En fin de compte, toute décision d’investissement repose sur un jugement subjectif, susceptible d’erreur. Nous nous engageons à actualiser notre point de vue à mesure que de nouvelles informations émergent. Mais l’objectif de cette newsletter est avant tout d’apporter de la transparence quant à notre raisonnement – au-delà des gros titres, avec un état d’esprit d’investisseur de long terme, et une attention constante à la valeur ajoutée économique des entreprises, qui est, selon nous, le véritable moteur de la performance durable.

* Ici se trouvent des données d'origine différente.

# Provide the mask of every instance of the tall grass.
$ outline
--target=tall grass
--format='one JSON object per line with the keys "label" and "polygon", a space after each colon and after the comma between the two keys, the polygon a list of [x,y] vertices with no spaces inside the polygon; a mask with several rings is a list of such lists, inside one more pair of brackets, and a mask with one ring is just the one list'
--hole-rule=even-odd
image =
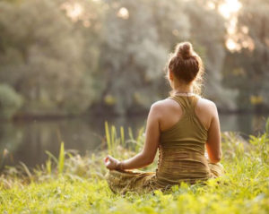
{"label": "tall grass", "polygon": [[132,157],[142,150],[143,131],[134,136],[131,129],[108,123],[105,128],[108,150],[82,157],[65,151],[62,142],[57,158],[47,152],[45,166],[6,167],[0,176],[0,213],[269,213],[269,120],[265,132],[247,141],[222,133],[226,174],[207,185],[182,183],[166,193],[124,196],[109,190],[103,158],[109,152]]}

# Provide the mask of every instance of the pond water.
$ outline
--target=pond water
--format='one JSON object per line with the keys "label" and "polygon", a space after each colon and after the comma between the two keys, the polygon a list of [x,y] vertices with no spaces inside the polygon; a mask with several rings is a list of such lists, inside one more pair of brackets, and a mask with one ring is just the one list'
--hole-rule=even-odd
{"label": "pond water", "polygon": [[[239,132],[247,138],[265,131],[268,116],[251,114],[221,114],[221,131]],[[31,120],[0,124],[0,168],[4,165],[16,165],[20,161],[29,167],[44,163],[48,158],[46,150],[57,156],[60,141],[65,141],[65,150],[75,150],[84,155],[105,146],[105,121],[119,128],[131,127],[135,134],[145,124],[146,116],[128,117],[69,118],[59,120]],[[127,133],[126,133],[127,136]],[[3,162],[3,152],[8,150]]]}

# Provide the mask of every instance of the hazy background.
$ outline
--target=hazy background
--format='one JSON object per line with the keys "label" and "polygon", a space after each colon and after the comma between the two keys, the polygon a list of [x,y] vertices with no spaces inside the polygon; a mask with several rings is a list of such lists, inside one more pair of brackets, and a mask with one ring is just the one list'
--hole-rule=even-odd
{"label": "hazy background", "polygon": [[106,120],[136,132],[168,96],[165,65],[184,40],[204,62],[221,130],[261,132],[268,12],[268,0],[0,0],[0,152],[34,165],[61,140],[99,148]]}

1Claude Shannon était un mathématicien, ingénieur électricien et informaticien américain, considéré comme le « père de la théorie de l’information » et reconnu pour avoir jeté les bases de l’ère de l’information. Selon sa théorie, la définition la plus simple de l’information est la suivante : l’information correspond à une réduction de l’incertitude.
2Entretien Tegus mené le 19 mars 2025 avec un ancien directeur de la division Économie médicale et prestataires – Activité publique de Elevance Health.
3Optum est une filiale de UnitedHealth.
4L’agence a recours à une méthode d’échantillonnage stratifié pour sélectionner les contrats présentant un risque accru de paiements indus, en se concentrant notamment sur l’historique des erreurs et les schémas de codage inhabituels.
5Le modèle de risque v28, introduit en 2023, a été conçu pour limiter les pratiques de surcodage en réduisant les multiplicateurs de comorbidité utilisés par les prestataires dans le cadre du programme Medicare Advantage. Il est progressivement mis en œuvre entre 2024 et 2026, avec une intégration incrémentale de 33 % par an jusqu’à son incorporation complète en 2026.